The Iraqi news outlet Mawazin reports that Iraq is in the process of finalizing a $2.5 billion U.S. purchase of HQ-9/FD-2000 long-range surface-to-air missile (SAM) systems from China Precision Machinery Import and Export Corporation (CPMIEC). As per Mawazin, the purchase will be financed using credit from China, which will require Baghdad to pay in installments of $833 million U.S.
Notes & Comments:
China is emerging as one of Iraq’s leading suppliers, especially in armaments that are not readily available to non-NATO or distantly allied countries in the West. These include armed unmanned aerial vehicles such as the CH-4, which Iraq acquired in October 2015, and long-range SAM technology, among other systems.
Russia leads the industry in terms of providing long-range SAM solutions, via the S-300, to the developing world. China has been seeking to make inroads in this market using HQ-9 (designated FD-2000 for the export market), which is generally thought to have been developed from the S-300PMU.
The procurement of the HQ-9 would mark one of Iraq’s first, if not the first, acquisition with external state-level threats in mind. Although Iraq has spent the previous decade rebuilding its armed forces, many of its marquee systems have been tailored for internal counterinsurgency operations.

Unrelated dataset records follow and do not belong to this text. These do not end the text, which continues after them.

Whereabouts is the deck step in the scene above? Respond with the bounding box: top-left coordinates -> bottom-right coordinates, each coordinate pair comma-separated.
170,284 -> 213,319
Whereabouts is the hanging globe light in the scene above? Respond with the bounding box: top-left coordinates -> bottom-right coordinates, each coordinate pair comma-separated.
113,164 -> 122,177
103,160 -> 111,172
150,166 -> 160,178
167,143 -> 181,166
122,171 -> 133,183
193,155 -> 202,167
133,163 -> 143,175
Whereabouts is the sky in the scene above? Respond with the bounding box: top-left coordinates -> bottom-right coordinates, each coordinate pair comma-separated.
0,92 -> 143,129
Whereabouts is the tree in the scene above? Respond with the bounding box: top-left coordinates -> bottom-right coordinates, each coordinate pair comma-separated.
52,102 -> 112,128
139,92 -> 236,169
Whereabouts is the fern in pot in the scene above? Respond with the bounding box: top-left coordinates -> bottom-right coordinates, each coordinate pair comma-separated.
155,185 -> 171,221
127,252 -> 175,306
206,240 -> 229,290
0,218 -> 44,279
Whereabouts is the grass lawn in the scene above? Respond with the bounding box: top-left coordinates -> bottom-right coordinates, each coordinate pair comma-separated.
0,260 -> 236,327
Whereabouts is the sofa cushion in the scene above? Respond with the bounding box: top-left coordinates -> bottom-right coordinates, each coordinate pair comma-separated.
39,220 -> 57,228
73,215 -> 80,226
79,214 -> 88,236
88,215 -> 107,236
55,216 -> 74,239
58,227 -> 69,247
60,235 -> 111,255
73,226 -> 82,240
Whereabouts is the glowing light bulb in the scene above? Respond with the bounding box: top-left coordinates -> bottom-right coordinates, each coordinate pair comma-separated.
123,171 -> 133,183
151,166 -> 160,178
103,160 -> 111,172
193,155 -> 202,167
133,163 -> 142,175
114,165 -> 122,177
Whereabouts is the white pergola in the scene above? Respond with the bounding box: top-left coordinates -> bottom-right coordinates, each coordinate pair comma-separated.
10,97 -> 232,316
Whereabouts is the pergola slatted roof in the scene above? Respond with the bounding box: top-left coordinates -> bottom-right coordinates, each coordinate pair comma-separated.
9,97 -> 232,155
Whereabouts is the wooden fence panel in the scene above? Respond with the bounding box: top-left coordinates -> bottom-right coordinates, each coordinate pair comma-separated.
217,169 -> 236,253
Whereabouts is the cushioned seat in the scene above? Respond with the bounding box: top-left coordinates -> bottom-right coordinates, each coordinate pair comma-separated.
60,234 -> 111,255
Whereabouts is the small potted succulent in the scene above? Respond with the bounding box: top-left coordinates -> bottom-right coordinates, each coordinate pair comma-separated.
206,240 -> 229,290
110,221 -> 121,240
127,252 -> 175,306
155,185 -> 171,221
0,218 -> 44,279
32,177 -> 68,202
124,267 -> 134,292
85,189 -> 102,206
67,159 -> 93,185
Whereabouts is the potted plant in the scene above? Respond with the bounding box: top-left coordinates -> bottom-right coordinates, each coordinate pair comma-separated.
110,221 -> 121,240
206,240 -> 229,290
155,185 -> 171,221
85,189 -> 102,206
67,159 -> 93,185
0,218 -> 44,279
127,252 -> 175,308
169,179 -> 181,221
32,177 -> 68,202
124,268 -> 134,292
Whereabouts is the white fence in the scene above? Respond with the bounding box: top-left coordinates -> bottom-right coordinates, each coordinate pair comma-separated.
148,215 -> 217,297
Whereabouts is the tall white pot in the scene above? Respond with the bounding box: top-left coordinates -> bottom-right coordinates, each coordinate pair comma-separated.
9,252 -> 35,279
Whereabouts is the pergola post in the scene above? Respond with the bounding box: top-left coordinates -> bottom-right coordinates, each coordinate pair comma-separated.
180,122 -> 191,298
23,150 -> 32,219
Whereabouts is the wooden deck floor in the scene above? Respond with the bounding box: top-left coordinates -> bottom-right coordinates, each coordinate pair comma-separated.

A significant amount of expenditure in this regard had gone to the U.S., most notably in the Lockheed Martin F-16 Block-52+.
It will be worth seeing if Iraq further invests in its conventional defence capabilities, especially in terms of offensive assets such as medium (or heavy)-weight combat aircraft or short-range ballistic missiles, which are available for sale in Russia and China.